To Turn Or Not To Turn Shipped Eggs?

coloradowildflower

Crowing
17 Years
Jul 12, 2008
324
219
381
Utah
I'm receiving shipped eggs later this week to set in my incubator. I've read mixed advice and now I want yours: I know to let the eggs rest at least 24 hours when they arrive, but after that...what? Some people say to turn off the egg turner. Do you agree? For how long? If you have hatched shipped eggs, please share your process and your hatch rate!
 
After the eggs reach room temperature, you can put your eggs right in the incubator if you don't have the turner on. It depends on how bad the air cells are wobbly if you do it for 1 day or 5 days. I would gently twist the egg at least once a day by hand, or don't.
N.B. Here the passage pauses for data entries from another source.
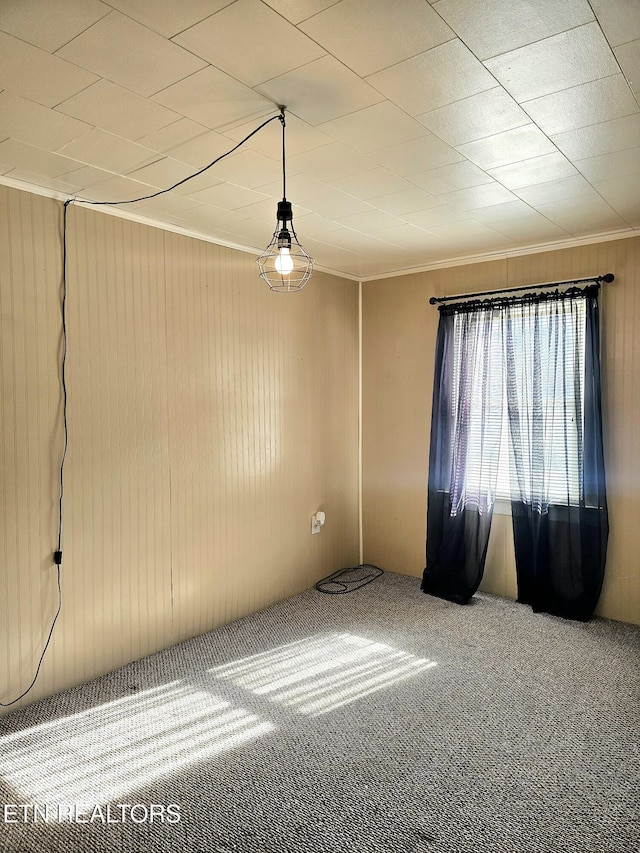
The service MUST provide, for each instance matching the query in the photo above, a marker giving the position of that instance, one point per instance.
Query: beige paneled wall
(398, 356)
(208, 419)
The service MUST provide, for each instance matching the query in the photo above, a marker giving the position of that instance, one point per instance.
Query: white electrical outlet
(317, 521)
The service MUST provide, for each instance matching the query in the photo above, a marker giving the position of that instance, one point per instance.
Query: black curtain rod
(598, 279)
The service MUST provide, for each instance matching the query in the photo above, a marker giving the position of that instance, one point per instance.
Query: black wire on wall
(57, 554)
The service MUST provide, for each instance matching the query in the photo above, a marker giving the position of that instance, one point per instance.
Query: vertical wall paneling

It's hard to share shipped hatch rate success because it depends on how the shipper packaged them and how the post office handled them and if your incubator is working properly.
For instance: I live in Iowa. If I get eggs from Missouri I have noticed I get poor hatch rates. If I get eggs from Texas or Minnesota or Northern Iowa. I get good hatch rates. If I order eggs from the East U.S. I get poor hatch rates. If I order duck eggs I get poor hatch rates.
I got call duck eggs, and they were all developing wonderfully from Northern Iowa on day 20. Then I accidently calibrated my incubator after I had taken the lid off for candling and ended up killing all of them.
I've seen some stinking awful ways sellers have shipped eggs too! Pointy end up, pool noodles, loose in a box with newspapers... and they don't incubate well either.